Some aircraft have solid rubber tail wheels. It might be a split rim and the bolts hold the 2 halves together while the grease fitting is for the axle. Just a guess here.


----------



## GaryMcL (Jan 7, 2008)

Did some digging around and it looks like your tailwheel is a Scott model 2000 that has a solid tire but I couldn't find a good drawing to upload.

The hub would be split with a front and back plate with through bolts holding the halves to to tire. The circles you see on the back of side would be the nut plates that the bolts thread into from the other side. The small circle in the center would be the threaded part of the nuts.
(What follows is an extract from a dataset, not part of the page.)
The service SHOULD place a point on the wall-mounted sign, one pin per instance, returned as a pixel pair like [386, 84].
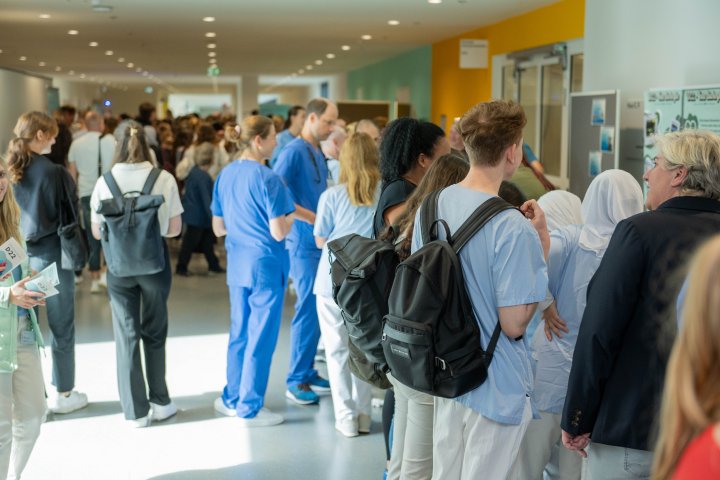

You can see the bolt heads on the other side.

I think they are built with a bearing in the center so the grease fitting would be for the bearing.

The only 6x2.00 tires I found were solid not pneumatic.

FlyBoyJ would no doubt be able to clarify further.


----------



## FLYBOYJ (Jan 7, 2008)

Gary, Eric you guys hit it on the head. It's a split rim - the 3 bolts hold the assembly together. There's also 3 smaller holes that hold on the hub cap. Z - that's not a grease fitting but a schrader valve used to inflate the tire. That appears to be a Scott Tail Wheel.


----------



## lesofprimus (Jan 7, 2008)

Case closed, the jury can go home now...


----------



## FLYBOYJ (Jan 7, 2008)




----------



## evangilder (Jan 7, 2008)

Wow, I knew hanging out at the CAF I would learn a thing or two.


----------



## bigZ (Jan 7, 2008)

Thanks Guys curiosty satisfied. Makes sense of the S = Solid on one side of the tyre and the 3 small holes are on show as the hub is attached to a fork.


----------